Embora a Amazônia equatoriana abrigue a maior parte dos blocos petrolíferos do país e sua principal barragem hidrelétrica, mais de 70% de suas comunidades indígenas estão fora do alcance da rede nacional, refletindo a situação dos seus vizinhos brasileiros. A taxa é semelhante na Amazónia peruana, que enfrenta desafios logísticos ainda maiores, dado que o seu território é várias vezes maior que o do Equador.
Mas para José Serra Vega, consultor independente de energia e ambiente, a dificuldade vai além da logística. “A Amazônia é tratada como se fosse um país distante ou estrangeiro”, afirma o especialista peruano. “Não há interesse pela Amazônia por falta de conhecimento e porque seus habitantes têm pouco peso político.”

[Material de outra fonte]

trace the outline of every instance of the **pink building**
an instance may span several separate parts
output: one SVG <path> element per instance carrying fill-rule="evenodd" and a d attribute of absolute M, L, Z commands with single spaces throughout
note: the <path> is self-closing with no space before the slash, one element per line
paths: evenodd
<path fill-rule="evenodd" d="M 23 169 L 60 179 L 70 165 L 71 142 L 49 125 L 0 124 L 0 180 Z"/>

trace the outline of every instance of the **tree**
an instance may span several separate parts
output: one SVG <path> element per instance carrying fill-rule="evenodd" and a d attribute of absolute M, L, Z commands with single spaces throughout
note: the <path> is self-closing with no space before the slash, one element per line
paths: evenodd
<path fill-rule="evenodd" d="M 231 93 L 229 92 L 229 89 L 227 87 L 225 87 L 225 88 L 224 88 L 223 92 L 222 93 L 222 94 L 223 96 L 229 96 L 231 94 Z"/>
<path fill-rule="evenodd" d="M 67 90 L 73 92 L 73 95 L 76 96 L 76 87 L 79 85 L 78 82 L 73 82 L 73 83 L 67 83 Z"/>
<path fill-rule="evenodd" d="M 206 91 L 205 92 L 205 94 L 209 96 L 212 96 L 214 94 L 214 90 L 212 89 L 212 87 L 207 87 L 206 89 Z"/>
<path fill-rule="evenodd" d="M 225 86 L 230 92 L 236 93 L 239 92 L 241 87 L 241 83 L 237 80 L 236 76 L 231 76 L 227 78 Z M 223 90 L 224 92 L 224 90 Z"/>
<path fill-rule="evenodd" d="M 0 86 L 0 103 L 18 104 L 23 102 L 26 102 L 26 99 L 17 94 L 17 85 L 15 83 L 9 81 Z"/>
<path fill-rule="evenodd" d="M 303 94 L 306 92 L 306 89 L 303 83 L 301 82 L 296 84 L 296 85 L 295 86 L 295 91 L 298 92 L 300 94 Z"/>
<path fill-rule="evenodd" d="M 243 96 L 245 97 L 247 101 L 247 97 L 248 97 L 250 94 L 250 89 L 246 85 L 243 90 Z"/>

EUcomunidades isoladas não são os únicos grupos que enfrentam acesso precário à eletricidade na Amazônia. Em muitos casos, municípios inteiros e regiões consideráveis permanecem desligados do sistema eléctrico nacional.
O departamento colombiano de Vichada, na fronteira com a Venezuela e uma das portas de entrada do país para a Amazônia, é uma dessas áreas que enfrenta graves desafios. Esta região de 100.000 km2 (24 milhões de acres) permanece desconectada da rede nacional, incluindo a capital, Puerto Carreño – um pesca e agricultura cidade de cerca de 22 mil habitantes que depende principalmente de usinas termelétricas e enfrenta apagões frequentes.
“Às vezes são dias inteiros, semanas inteiras sem energia”, diz Sonia Prada, professora e activista que faz campanha para melhorar o serviço de electricidade em Vichada. Junto com outros moradores de Puerto Carreño, a Prada participou de protestos contra a falta de fornecimento de energia elétrica.
A Colômbia comprava eletricidade para a região da Venezuela, que tinha infraestrutura mais desenvolvida. Mas esta cooperação foi interrompida em 2019 devido a um conflito diplomático e a uma aumento nas tarifas de eletricidade.
Uma das grandes esperanças para a soberania energética de Vichada era o Centro de Investigação em Energias Renováveis (Ciner). O projeto, que visa produzir energia solar e servir como pólo de formação, iniciou a construção há mais de uma década mas nunca esteve operacional. Suas instalações estão abandonadas, envoltas em alegações de corrupção e o desperdício de cerca de 30 mil milhões de pesos colombianos (cerca de 5,4 milhões de libras).
“É definitivamente um elefante branco”, diz Julio Cesar Hidalgo, líder local e reitor de uma escola em Puerto Carreño. “É triste ver o quão abandonado está.”